The US Federal Communications Commission is hoping to strike a balance between the wants and needs of consumers and the desire for internet service providers (ISPs) to charge online companies unfixed rates for faster internet speeds.
The FCC will soon announce a hybrid legal strategy that will give the government agency more control of ISP pricing, according to numerous reports.
The new approach would treat certain aspects of the internet as a public utility, thus giving the government a role in determining how pricing and usage is managed. The proposal would separate internet activity into two entities: wholesale and retail transactions.
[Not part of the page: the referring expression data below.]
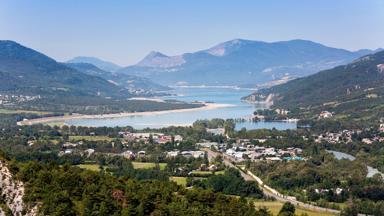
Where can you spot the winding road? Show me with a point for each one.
(268, 191)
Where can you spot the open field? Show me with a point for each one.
(144, 165)
(179, 180)
(197, 172)
(90, 138)
(275, 206)
(92, 167)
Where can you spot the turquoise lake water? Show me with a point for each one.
(207, 94)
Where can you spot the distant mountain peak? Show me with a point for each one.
(227, 47)
(154, 54)
(160, 60)
(102, 64)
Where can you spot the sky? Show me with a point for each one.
(125, 31)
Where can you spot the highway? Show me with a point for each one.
(268, 191)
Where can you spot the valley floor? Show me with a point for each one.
(58, 119)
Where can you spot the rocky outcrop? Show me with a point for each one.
(13, 192)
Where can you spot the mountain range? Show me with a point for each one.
(242, 62)
(104, 65)
(133, 83)
(26, 71)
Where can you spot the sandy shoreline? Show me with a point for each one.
(207, 106)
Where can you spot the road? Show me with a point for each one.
(268, 191)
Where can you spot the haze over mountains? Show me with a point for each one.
(236, 62)
(104, 65)
(356, 87)
(242, 62)
(23, 70)
(26, 71)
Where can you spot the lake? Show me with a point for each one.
(220, 95)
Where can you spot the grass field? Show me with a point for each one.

Wholesale and retail internet
Wholesale transactions, which The New York Times defines as “the exchange of data from the content provider to the Internet service provider for passage through to the end consumer,” (think Netflix streaming) would be heavily regulated, similar to how telephone service is managed.
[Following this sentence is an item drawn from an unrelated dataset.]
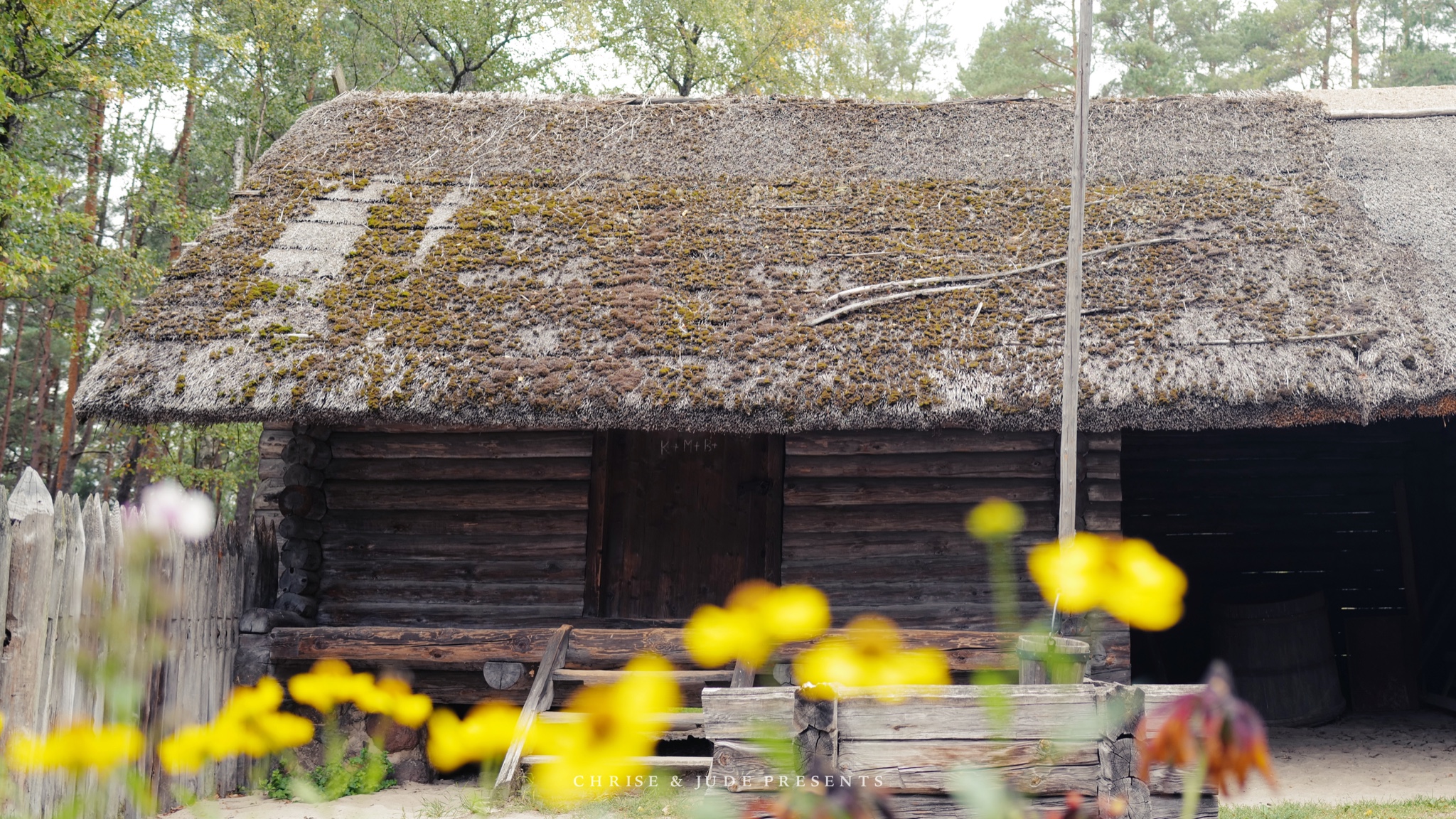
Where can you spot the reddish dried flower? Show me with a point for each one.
(1211, 724)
What the government is hoping to regulate is the ability for ISPs to cherry-pick how they provide service to digital companies, and namely, how much they charge each service.
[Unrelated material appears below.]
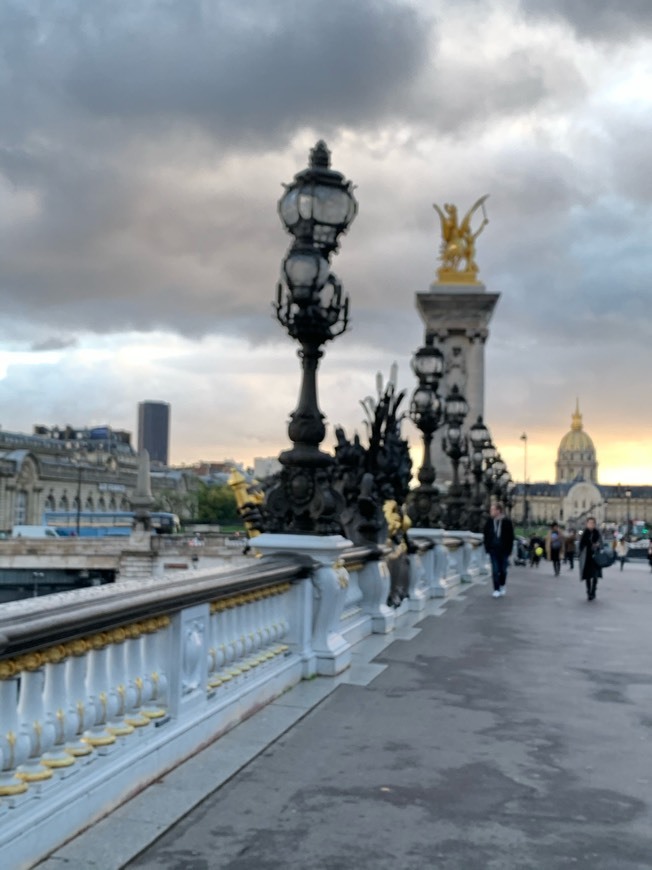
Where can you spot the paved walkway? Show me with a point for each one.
(498, 734)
Simply put: the government wants ISPs like AT&T to offer content providers like Amazon the same rates it would offer Netflix or Hulu. ISPs want to control pricing without government intervention.
Retail transactions, as drafted in the proposal, are defined as internet service that ISPs send directly to consumers. These transactions would be more loosely regulated by the government.
The legal battle
Although the proposal has yet to be announced, it is expected to be made public some time next month. Unfortunately, we might not get any resolution on the matter for some time - the last two proposals made by the FCC were overturned by federal courts. However, those proposals sought to treat the internet as one ecosystem, rather than as separate wholesale and retail entities.
Either way, look for ISPs to challenge whatever proposal the FCC makes as the battle continues to be waged in Washington.